Kimel took all of this in very bad part. He was so embarrassed and disappointed that he almost began to cry. He skipped the banquet and senior speeches and locked himself away in his hotel room in high dudgeon. The thought of facing anyone on the team again made him cringe. By and by, however, boredom got the better of him, and he wandered around the lobby of the hotel. He began to think mournfully about his priorities, and considered going home.

Then, Arianna found him. At first, she repeated what Kimel already knew. She wasn’t sure, she said, why Agrippina disliked him, but Scott had spoken up for him very earnestly and said that Kimel was nothing but kind and good-humored to him when they’d debated together. Then, she confided that Kimel won the VP Comp Director position by virtual acclamation, which, if he thought about it, proved that the team thought he was a good person. There was no better or more friendly personality to look over the novices than he, nor anyone more deserving of the job. He could count on the fact that he had not just friends on the team, but real admirers.
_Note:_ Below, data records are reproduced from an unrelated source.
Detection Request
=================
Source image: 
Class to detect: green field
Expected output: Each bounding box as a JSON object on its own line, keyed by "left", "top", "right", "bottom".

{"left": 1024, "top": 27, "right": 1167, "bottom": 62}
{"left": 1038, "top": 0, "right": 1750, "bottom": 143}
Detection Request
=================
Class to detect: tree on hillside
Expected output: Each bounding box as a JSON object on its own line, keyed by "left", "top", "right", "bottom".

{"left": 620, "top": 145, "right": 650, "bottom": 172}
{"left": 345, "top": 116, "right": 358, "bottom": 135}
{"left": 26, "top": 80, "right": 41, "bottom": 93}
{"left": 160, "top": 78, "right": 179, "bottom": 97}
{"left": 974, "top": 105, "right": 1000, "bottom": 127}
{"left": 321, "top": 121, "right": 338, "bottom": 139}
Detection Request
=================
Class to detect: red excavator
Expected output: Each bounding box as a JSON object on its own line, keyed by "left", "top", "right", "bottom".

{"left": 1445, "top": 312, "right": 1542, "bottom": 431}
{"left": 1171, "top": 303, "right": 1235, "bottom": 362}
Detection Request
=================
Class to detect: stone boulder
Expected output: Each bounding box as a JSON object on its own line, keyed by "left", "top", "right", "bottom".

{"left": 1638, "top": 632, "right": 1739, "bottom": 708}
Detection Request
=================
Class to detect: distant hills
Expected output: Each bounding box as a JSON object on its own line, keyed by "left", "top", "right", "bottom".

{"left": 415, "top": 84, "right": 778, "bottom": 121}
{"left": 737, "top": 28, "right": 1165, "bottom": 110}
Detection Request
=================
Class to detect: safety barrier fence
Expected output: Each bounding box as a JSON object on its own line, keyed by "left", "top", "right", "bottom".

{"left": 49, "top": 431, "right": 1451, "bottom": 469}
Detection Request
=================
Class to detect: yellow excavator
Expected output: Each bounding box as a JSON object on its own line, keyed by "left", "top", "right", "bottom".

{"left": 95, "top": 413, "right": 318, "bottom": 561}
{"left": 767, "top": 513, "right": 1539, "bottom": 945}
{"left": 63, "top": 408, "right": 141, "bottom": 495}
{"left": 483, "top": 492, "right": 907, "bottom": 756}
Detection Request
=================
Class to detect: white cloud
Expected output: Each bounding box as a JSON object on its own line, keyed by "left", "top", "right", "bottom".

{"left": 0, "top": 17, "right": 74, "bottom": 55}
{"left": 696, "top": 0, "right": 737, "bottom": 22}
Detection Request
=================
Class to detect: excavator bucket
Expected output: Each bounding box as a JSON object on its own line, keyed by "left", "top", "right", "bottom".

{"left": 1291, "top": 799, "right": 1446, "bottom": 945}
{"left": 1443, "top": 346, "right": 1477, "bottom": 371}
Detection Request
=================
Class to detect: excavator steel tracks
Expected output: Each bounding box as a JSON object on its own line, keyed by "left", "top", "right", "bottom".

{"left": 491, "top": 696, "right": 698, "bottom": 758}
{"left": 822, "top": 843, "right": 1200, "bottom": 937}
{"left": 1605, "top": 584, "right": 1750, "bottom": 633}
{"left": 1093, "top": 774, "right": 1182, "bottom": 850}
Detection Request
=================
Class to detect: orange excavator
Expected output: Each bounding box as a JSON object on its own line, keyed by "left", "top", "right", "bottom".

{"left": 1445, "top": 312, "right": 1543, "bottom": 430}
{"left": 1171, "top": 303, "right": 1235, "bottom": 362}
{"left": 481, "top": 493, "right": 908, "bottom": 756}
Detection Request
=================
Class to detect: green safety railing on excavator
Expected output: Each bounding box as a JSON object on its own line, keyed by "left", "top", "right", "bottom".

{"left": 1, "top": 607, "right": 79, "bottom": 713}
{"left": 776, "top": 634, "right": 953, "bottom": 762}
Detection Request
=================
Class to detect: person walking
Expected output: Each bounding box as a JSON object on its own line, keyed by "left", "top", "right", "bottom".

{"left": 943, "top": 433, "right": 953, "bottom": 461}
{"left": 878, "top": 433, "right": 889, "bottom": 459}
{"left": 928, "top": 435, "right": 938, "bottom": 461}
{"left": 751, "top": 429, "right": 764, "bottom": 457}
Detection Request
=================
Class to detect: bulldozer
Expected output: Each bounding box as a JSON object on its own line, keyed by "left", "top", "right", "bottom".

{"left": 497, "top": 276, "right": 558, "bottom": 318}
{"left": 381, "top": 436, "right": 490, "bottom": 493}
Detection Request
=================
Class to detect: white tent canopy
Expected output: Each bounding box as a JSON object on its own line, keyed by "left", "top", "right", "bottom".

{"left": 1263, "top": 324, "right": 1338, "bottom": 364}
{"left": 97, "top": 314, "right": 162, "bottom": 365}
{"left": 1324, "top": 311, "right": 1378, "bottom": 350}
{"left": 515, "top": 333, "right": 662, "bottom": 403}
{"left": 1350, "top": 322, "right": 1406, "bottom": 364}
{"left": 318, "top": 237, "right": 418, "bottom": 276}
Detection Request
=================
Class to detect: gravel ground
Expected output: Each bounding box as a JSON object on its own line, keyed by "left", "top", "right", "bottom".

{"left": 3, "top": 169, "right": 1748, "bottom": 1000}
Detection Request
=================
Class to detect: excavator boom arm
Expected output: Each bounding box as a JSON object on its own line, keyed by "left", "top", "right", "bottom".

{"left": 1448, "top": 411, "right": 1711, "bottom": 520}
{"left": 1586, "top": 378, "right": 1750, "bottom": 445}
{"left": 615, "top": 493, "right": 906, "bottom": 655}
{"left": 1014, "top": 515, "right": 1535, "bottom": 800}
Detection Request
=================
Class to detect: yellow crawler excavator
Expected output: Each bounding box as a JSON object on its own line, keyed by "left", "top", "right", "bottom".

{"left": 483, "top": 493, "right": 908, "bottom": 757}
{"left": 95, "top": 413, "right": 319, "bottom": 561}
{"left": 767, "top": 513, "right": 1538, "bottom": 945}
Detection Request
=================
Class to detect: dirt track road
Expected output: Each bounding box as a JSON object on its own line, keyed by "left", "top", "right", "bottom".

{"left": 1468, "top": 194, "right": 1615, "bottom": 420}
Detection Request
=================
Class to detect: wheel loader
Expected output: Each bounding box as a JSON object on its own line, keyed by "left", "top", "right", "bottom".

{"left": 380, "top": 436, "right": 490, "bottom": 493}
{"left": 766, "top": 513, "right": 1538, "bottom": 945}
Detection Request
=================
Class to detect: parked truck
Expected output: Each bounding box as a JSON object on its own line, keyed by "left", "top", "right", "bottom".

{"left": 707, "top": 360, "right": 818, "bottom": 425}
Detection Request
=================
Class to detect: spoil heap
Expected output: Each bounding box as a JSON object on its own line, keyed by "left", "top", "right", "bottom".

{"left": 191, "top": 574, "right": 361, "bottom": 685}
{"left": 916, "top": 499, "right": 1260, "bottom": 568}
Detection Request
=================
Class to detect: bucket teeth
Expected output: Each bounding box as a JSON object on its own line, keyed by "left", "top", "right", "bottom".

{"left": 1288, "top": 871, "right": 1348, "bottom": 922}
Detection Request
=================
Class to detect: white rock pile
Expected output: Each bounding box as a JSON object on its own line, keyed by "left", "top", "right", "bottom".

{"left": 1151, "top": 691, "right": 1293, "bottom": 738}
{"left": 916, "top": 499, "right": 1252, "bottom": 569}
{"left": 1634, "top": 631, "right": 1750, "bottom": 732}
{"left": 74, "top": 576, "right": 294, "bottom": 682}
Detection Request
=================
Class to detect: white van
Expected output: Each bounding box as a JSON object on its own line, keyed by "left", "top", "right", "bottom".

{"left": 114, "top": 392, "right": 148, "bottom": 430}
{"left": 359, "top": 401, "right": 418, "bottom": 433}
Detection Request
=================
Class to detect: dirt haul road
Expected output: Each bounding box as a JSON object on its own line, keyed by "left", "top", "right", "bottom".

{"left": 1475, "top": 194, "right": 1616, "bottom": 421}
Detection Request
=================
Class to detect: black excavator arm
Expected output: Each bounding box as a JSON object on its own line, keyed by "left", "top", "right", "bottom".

Until then, Kimel didn’t know much about Arianna other than that she’d done a terrible job in a practice round he’d arranged with her at the beginning of the year. Through hard work, she had improved enough to just miss the break at Wellesley. Now, she was a Member at Large and eager for the success of her peers. Kimel would never forget her kindness to him on this occasion. One of the only women on a team drenched in testosterone, she awkwardly straddled a line between the sophomore class, to which she belonged, and her novice status, which aligned her with the freshmen, and knew all too well what it felt like to be an outsider among friends.